G has been trying to engage the board for quite some time, but they “think it is important to take action now with a spin-off of the e-reading business…[in order] to take advantage of current high valuations of technology firms.” Until their most recent letter, the bulk of their argument seems to revolve around multiple discrepancies. Essentially, online/tech companies such as Zillow (Z) and LinkedIn (LNKD) have high multiples and so does Amazon (AMZN) which means that BKS should as well. Additionally, their letters note (over and over again) that the current board of directors – including John Malone and Leonard Riggio – has a lot of experience with spinoffs. While I think the directors are aware of their past activities, perhaps G was just trying to ‘refresh’ their memories or say ‘hey guys – make it happen already.’
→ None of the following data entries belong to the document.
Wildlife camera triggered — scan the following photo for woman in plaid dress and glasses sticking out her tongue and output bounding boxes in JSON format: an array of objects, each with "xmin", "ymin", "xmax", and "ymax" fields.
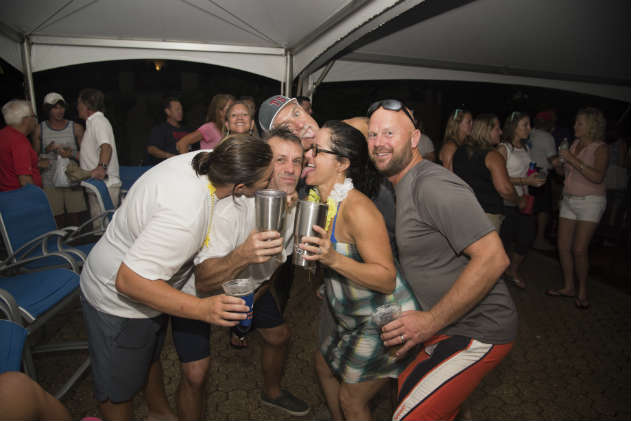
[{"xmin": 301, "ymin": 121, "xmax": 418, "ymax": 420}]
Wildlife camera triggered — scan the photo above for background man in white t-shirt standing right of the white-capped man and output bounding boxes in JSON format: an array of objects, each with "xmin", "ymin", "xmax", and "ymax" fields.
[{"xmin": 77, "ymin": 88, "xmax": 121, "ymax": 225}]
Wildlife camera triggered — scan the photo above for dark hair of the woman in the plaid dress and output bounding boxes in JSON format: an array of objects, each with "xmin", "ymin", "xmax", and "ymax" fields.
[{"xmin": 322, "ymin": 120, "xmax": 382, "ymax": 198}]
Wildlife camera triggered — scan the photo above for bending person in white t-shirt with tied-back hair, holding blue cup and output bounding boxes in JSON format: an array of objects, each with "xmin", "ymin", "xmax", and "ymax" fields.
[{"xmin": 80, "ymin": 137, "xmax": 272, "ymax": 419}]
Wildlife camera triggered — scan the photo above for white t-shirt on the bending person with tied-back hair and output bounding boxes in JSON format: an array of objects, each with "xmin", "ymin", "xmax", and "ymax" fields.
[{"xmin": 81, "ymin": 152, "xmax": 211, "ymax": 318}]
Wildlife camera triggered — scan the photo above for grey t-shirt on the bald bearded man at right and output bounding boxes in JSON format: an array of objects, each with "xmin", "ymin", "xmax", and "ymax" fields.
[{"xmin": 396, "ymin": 160, "xmax": 517, "ymax": 344}]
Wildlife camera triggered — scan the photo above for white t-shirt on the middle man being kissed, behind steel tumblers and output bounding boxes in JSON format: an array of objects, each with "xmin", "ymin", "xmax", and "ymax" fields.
[{"xmin": 182, "ymin": 196, "xmax": 296, "ymax": 295}]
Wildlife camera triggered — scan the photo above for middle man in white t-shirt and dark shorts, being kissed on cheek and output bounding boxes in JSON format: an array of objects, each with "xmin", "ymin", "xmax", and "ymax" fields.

The most recent letter includes a ‘base case’ sum of the parts analysis placing BKS’ value at a whopping $71/share, including $18/share for the retail business. In other words, a mere 5x+ its current price! I question the firm’s choice of name – couldn’t be more creative than the letter G? – and I am a bit skeptical of the lofty price target. I am sure most shareholders would get excited over half that valuation though. G does note some risks to the plan such as running out of capital or the retail business dying, but is still convinced that this is the best path for the company. It’s worth a read and it isn’t inconceivable that the Nook business could carry some significant value although the choice to engage in a price battle with Amazon’s Kindle seems fraught with risk. We will keep you updated as this story develops, especially if this turns into a spinoff situation.
Disclosure: Author holds no position in any stock mentioned.